The present invention relates to a ledge for resiliently supporting a wire screen in the region of the twin wire zone of a twin wire former of a paper making machine.
A ledge which resiliently supports a wire drainage screen or wire, is sometimes referred to herein merely as a resilient ledge. A typical twin wire former, preferably of a paper manufacturing machine, has resilient ledges installed. In the twin wire zone, a plurality of rigidly arranged ledges are provided inside the loop of one wire, for instance, at the bottom of an upwardly draining suction box. These ledges are arranged one behind the other in the direction of travel of the wire over the ledges, and generally they are rather small distances apart. All of the ledges extend transversely of the path of the wire over the entire cross machine width of the wire. Furthermore, a plurality of resilient ledges are also provided in the loop of the other wire.
The resiliency of the resilient ledges provides the following result. For instance, upon an increase of the amount of pulp suspension that is introduced between the two rotating loop wires, the resiliently supported ledges can yield somewhat. This eliminates the danger, which could occur if only rigidly supported ledges were used, of the occurrence of a back up, at the start of the twin wire zone, in the fiber suspension fed and/or in that suspension present between the two wires. Such a back up could destroy the layers of fiber in the web that had been formed up to then on one or on both wires.
The desired action is obtained, among other ways, by the resilient ledges being thrust with a predetermined force against the respective wire. This redetermined force is produced by a resilient push device, for instance, by a pneumatic pressure cushion or by several of such pressure cushions. In this way, a given draining pressure, which can increase from ledge to ledge, is established in the fiber suspension, which is still partially liquid. It is desired that a drainage pressure once established remain as far as possible constant upon a change in the thickness of the layer of suspension between the wires. The thickness of the layer of suspension can be changed by changing the amount of suspension fed or by changing the drainage behavior of the fiber suspension. Automatic adaptation of the web forming device to such changing conditions is therefore desired.

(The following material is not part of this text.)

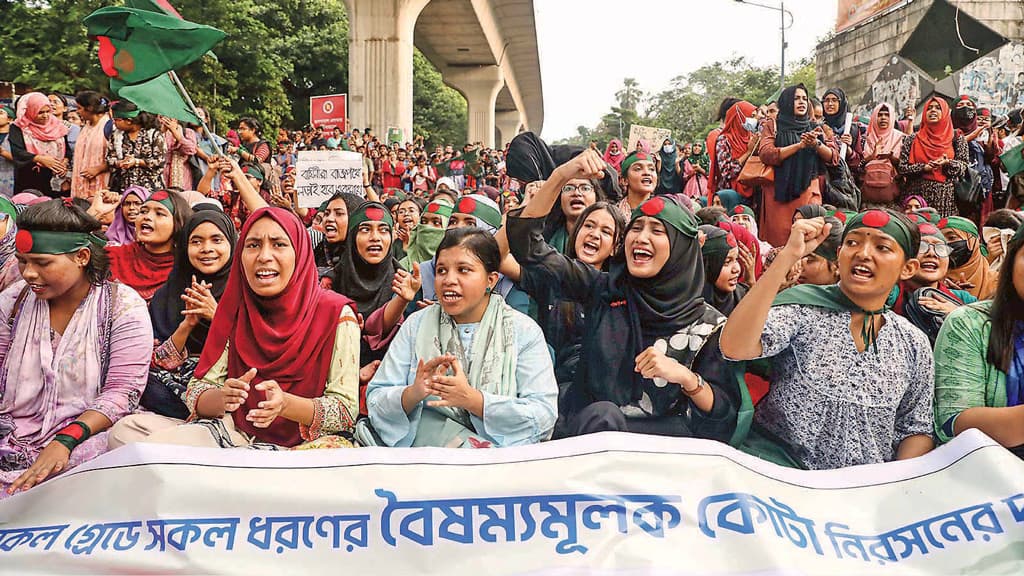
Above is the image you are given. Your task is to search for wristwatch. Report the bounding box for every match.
[679,372,707,398]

International Application WO 89/02499 discloses a resilient ledge, which includes a head ledge that is relatively wide in the direction of travel of the wire. A plurality of grooves are provided in the head ledge in effect so that the head ledge in effect forms a group of ledges. The head ledge rests on a movable support ledge having a cross section of the shape of a downwardly open U. Via two pneumatic pressure cushions, the head ledge rests on a support which is rigidly fastened in the machine.
TAPPI Proceedings 1988 Annual Meeting, pages 75-80, disclose arrangements with ledges which are relatively narrow in the direction of travel of the wire and which also serve for resiliently supporting a wire. However, those ledges are only shown diagrammatically.
Resilient ledges are also known from Federal Republic of Germany Patent 31 53 305. These ledges, however, are arranged in a curved part of the twin wire zone. At the starting end of the curved part, both wires are deflected on a rigid ledge which is part of an end wall of a box present in the opposite wire. This rigid ledge can cause a back up, as already described above. Furthermore, in each case a head ledge is connected there via a joint with a movable support ledge and that joint is subject to wear since it is exposed to the pulp water. The movable support ledges are guided in a stationary support, which is merely schematically indicated.